Monday 29 April 2013

Helmshore Mill Textile Museum




Helmshore Textile Mill is nestled in the dip of one of East Lancashire's many valleys, where it has stood for nearly 250 years, a period for most of which it was a working textile mill and the hub of the local community. Today it serves as a lasting reminder of the hard slog faced by hundreds of families who spent their lives working in the regions booming textile industry; it really was grim up north...

The textile industry in Lancashire and throughout the North West of England, has a colourful, promising story with an ending far from happily ever after. It is a story which starts in the 1700's, a period of great exploration, discovery and an English gentry besotted with the 'East' and the 'exotic'. Before this of course, wool and cotton were woven into useable cloth by families in their homes by skilled hand-spinners and handloom weavers, as it provided a useful second income. Wares would be woven as time allowed and sold to the passing trade of chapmen, who would walk their packhorses through the villages and then sell the cloth on markets in nearby towns. There was no industry ruling the lives of people in rural areas, just families getting on with such ‘cottage crafts’. The East India Company was formed, with royal blessing of Her Majesty, Queen Elizabeth I, on 31st December 1600 and was set up to control the trade with India and China. By the 1700’s, this industry was vast and expanding across Europe, with the Dutch East India Company being the largest of its kind. Not only did these companies import new and exciting goods, such as tea, spices and even the humble potato, export was also big business. In the year 1701 around 2 million pounds of raw cotton was imported from America and the West Indies, much of which was spun into cotton and sold on to India.

As the demand for cotton and wool fabric began to swell, not only in the UK, but throughout the rest of the world, the cottages could no longer cope. By the late 18th Century, vast changes were sweeping through the UK, taking the Lancashire cotton spinners with them. The Industrial Revolution had arrived; violently knocking cottage crafts, the homemade and even the villages out of its way. In order to survive, families must follow and go from skilled crafts people to mere cogs in well oiled machines. Such a fate awaited the families of Helmshore when, in 1789 Higher Mill was created by the Turner Family, wealthy textile merchants from the Blackburn area. This mill was primarily concerned with the production of wool.

All members of the family would be roped in to the production of this wool. Firstly, the raw wool fibres are carded to stretch them out in order to spin them into yarn. This was often a job for children who would be provided with carding brushes to pull the fibres apart. The carding brushes used, which Helmshore Mill still had original examples of, were made from tough, spikey teasels that were shipped in from the continent as the hotter temperatures made the European examples hardier than ours. Once the yarns had been spun and a woollen cloth hand-woven, the wool making process got really gruesome. Whilst children as young as six could be made to card the raw fibres, children even younger were necessary for the next part of the woollen cloth making. Being such a starchy fibre, the wool was required to be doused in ammonia before it had a marketable texture. Human urine was used as it was cheap and ammonia rich. The mills would provide local people with ‘piss pots’ which they would be paid one penny for once it had been filled. The phrase ‘not a pot to piss in’ literally means someone is so poor that they can’t even fill a piss-pot for a penny.
At Helmshore, the wool cloth would be washed in urine by large machines powered by the waterwheel. Seeing this in action was really exciting, but also showed off just how cold and loud conditions were for those working long days in the bowels of the mill.

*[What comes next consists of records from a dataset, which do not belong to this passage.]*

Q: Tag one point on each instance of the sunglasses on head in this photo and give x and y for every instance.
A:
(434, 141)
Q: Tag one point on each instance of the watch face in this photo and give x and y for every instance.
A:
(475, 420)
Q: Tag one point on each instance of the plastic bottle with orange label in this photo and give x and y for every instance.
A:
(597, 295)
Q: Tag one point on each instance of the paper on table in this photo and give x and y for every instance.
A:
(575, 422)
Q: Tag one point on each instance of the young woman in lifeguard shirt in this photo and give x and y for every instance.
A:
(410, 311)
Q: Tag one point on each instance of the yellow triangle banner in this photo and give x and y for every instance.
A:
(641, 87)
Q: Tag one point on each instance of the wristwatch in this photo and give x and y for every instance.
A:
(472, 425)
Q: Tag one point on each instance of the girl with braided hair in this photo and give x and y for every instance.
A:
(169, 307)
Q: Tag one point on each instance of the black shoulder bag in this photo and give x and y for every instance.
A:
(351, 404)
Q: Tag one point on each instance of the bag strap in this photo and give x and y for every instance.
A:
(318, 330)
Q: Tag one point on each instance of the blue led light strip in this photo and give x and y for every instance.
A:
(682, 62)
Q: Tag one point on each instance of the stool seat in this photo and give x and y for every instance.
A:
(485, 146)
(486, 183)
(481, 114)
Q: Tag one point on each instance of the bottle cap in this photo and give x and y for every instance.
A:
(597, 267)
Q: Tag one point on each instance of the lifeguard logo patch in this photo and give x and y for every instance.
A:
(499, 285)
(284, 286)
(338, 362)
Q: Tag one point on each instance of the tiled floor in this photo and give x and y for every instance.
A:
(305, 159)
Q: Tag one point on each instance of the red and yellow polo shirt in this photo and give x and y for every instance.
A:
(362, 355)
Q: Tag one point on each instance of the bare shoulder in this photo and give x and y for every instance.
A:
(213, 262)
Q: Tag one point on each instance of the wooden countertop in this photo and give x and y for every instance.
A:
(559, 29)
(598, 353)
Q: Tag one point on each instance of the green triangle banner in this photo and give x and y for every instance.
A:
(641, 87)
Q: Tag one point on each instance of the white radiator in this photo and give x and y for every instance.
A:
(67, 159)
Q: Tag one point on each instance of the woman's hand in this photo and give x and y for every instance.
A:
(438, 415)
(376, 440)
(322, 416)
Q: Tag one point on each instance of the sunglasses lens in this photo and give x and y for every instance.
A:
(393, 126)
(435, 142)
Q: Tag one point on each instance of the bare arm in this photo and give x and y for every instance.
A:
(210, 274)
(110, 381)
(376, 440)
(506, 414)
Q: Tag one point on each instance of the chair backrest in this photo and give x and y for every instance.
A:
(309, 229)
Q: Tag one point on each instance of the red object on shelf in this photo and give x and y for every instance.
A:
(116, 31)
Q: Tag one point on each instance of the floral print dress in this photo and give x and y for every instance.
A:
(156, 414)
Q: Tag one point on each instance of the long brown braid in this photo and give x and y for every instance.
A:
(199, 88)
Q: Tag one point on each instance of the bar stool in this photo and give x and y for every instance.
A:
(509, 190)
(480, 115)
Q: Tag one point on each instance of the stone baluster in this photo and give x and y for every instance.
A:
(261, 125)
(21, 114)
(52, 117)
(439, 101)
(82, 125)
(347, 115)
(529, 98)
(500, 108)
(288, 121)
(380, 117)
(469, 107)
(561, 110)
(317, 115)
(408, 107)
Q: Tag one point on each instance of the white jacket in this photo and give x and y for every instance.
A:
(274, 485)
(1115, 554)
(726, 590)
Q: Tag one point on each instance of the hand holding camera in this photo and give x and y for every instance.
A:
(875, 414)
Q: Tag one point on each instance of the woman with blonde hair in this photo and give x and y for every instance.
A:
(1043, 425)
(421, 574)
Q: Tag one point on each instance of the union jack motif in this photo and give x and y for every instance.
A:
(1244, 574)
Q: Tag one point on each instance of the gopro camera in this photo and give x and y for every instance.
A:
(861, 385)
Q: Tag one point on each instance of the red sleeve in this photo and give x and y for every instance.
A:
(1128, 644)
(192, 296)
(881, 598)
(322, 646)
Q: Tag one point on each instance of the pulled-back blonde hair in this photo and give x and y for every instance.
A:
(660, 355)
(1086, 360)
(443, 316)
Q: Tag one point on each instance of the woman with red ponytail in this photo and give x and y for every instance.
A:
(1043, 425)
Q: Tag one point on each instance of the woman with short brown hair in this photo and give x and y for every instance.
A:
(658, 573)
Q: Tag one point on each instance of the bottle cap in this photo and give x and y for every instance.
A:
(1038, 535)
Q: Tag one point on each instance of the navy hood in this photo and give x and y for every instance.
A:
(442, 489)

Following this process the wool fabric was washed off and hung to dry on the Lancashire hillsides. As the finished cloth was sold by weight however, it wasn’t always completely dried out in order to make it heavier!
Not very much later, the cotton trade really took off in Lancashire and Whittaker Mill at Helmshore was added to the original Higher Mill. A most impressive demonstration of the cotton weaving process on an original working ‘mule’ machine, really showed off the vast scale of the cotton trade in Lancashire. In one demonstration run, about a meter of cotton fabric was woven, to think there were around 50 million of these machines in the UK at the peak of this industry really put the scale of the cotton trade into perspective.
What Helmshore Mill really excelled at though, was telling the story of the people who were behind these machines and what their daily lives were like. It is a fantastic place and I’m really looking forward to many happy working days there myself. Let’s hope there isn’t trouble at’mill!